Cependant, certains produits sont à surveiller lors de la grossesse :

  • Il persiste un doute quant à l’ innocuité des crèmes qui contiennent des rétinoïdes : elles pourraient être responsables de malformations congénitales lorsqu’elles sont utilisées lors de la grossesse 4, malgré une absorption faible à travers la peau. Les rétinoïdes se retrouvent dans les crèmes contre l’acné, les produits antirides ainsi que dans certains produits de bronzage. Puisque des cas de naissances normales et anormales ont été signalés chez les femmes qui ont fait usage de ces produits quand elles étaient enceintes, il est suggéré de ne pas les utiliser durant cette période 5,6.
  • Il est suggéré que les femmes enceintes qui utilisent des crèmes et cosmétiques contenant des substances médicamenteuses ou des huiles essentielles en discutent avec leur médecin, leur pharmacien ou leur sage-femme. Les principes actifs contenus dans ces substances pourraient présenter un risque pour la grossesse.

Produits pour les cheveux

L’utilisation de produits coiffants, de shampooings, de revitalisants, de teintures et de permanentes est sécuritaire lors de la grossesse. En effet, les produits chimiques qui y sont contenus ne traversent pas la barrière placentaire. Des études sur les animaux réalisées avec des doses cent fois supérieures à celles utilisées lors de l’application chez l’humain n’ont pas démontré de changements significatifs dans le développement fœtal 7.

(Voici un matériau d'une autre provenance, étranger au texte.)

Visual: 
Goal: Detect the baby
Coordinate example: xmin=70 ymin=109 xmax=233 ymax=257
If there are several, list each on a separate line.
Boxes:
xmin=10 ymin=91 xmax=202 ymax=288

Toutefois, ces produits peuvent incommoder les femmes enceintes de différentes façons :

  • Ils peuvent être absorbés, en faible quantité, par le cuir chevelu;
  • Ils peuvent irriter le cuir chevelu;
  • Ils peuvent irriter les voies respiratoires lorsqu’ils sont inhalés.

Les femmes qui travaillent dans des salons de coiffure ou qui offrent des soins des ongles peuvent être davantage incommodées par l’utilisation de ces produits (par ex., par l’inhalation des vapeurs ou l’absorption des particules). Elles peuvent discuter avec leur médecin ou s’adresser à leur direction régionale de la Commission de la santé et de la sécurité du travail (CSST) pour recevoir plus d’information sur les façons de réduire les risques associés à leur environnement de travail. Pour connaître les coordonnées de la direction régionale de la CSST la plus proche, consulter le www.csst.qc.ca.

Lotions solaires

La peau de la femme enceinte, particulièrement celle de son visage, est plus sensible aux effets de l’exposition au soleil. Le soleil peut augmenter l’ hyperpigmentation (ou masque de grossesse) chez certaines femmes enceintes.

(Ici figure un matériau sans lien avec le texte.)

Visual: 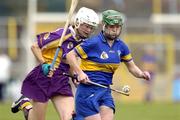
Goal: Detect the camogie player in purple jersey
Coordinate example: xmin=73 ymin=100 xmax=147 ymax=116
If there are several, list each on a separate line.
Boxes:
xmin=11 ymin=7 xmax=99 ymax=120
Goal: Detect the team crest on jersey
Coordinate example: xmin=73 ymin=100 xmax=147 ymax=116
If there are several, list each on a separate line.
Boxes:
xmin=43 ymin=32 xmax=50 ymax=40
xmin=67 ymin=42 xmax=74 ymax=49
xmin=100 ymin=51 xmax=109 ymax=59
xmin=117 ymin=50 xmax=121 ymax=56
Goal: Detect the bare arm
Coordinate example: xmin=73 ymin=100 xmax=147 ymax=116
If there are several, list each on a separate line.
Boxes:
xmin=66 ymin=50 xmax=89 ymax=83
xmin=125 ymin=60 xmax=150 ymax=80
xmin=31 ymin=42 xmax=45 ymax=64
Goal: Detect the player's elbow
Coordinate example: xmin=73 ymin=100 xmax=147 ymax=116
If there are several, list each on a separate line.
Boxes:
xmin=31 ymin=43 xmax=38 ymax=51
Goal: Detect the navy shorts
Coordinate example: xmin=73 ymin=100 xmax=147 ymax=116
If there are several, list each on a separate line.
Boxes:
xmin=75 ymin=84 xmax=115 ymax=118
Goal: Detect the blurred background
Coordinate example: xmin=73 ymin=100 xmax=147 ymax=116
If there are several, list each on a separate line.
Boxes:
xmin=0 ymin=0 xmax=180 ymax=120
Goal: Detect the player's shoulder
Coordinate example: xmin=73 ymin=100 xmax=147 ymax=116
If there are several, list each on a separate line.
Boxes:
xmin=116 ymin=38 xmax=126 ymax=45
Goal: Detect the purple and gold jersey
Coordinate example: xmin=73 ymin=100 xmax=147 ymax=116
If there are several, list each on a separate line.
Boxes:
xmin=37 ymin=26 xmax=81 ymax=70
xmin=74 ymin=32 xmax=132 ymax=85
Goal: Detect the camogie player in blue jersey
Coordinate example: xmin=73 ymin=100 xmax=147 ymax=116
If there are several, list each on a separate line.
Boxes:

Pour se protéger du soleil, les consignes usuelles consistent à :

  • éviter les expositions entre 11 h et 16 h;
  • porter des vêtements longs et un chapeau;
  • se tenir à l’ombre;
  • appliquer régulièrement un écran solaire avec un facteur de protection solaire (FPS) d’au moins 30 sur la peau et les lèvres.

Insectifuges (chasse-moustiques)

Les piqûres de moustiques et de tiques peuvent entraîner des conséquences négatives sur l’issue de la grossesse en transmettant des maladies telles que le virus du Nil occidental 8. Bien qu’il soit peu prévalent au sein de la population québécoise, ce virus peut avoir des conséquences importantes sur la santé du foetus 9.

La majorité des insectifuges contiennent du diéthyltoluamide (DEET), un composé chimique dont les concentrations varient d’un produit à l’autre. Lorsqu’il est utilisé selon les instructions du fabricant, le DEET constitue un moyen particulièrement efficace de prévenir les piqûres de moustiques et de tiques.

Bien que ce produit soit reconnu comme étant peu toxique 10,11,8,12, l’état actuel des connaissances est limité quant à son utilisation durant la grossesse 13,14,15. Néanmoins, les bénéfices d’appliquer du DEET lors de la grossesse seraient plus élevés que les risques de contracter une maladie telle que le virus du Nil occidental 15.

Par conséquent, il est suggéré aux femmes enceintes d’ éviter , si possible, les situations où elles peuvent être exposées aux moustiques ou aux tiques 15.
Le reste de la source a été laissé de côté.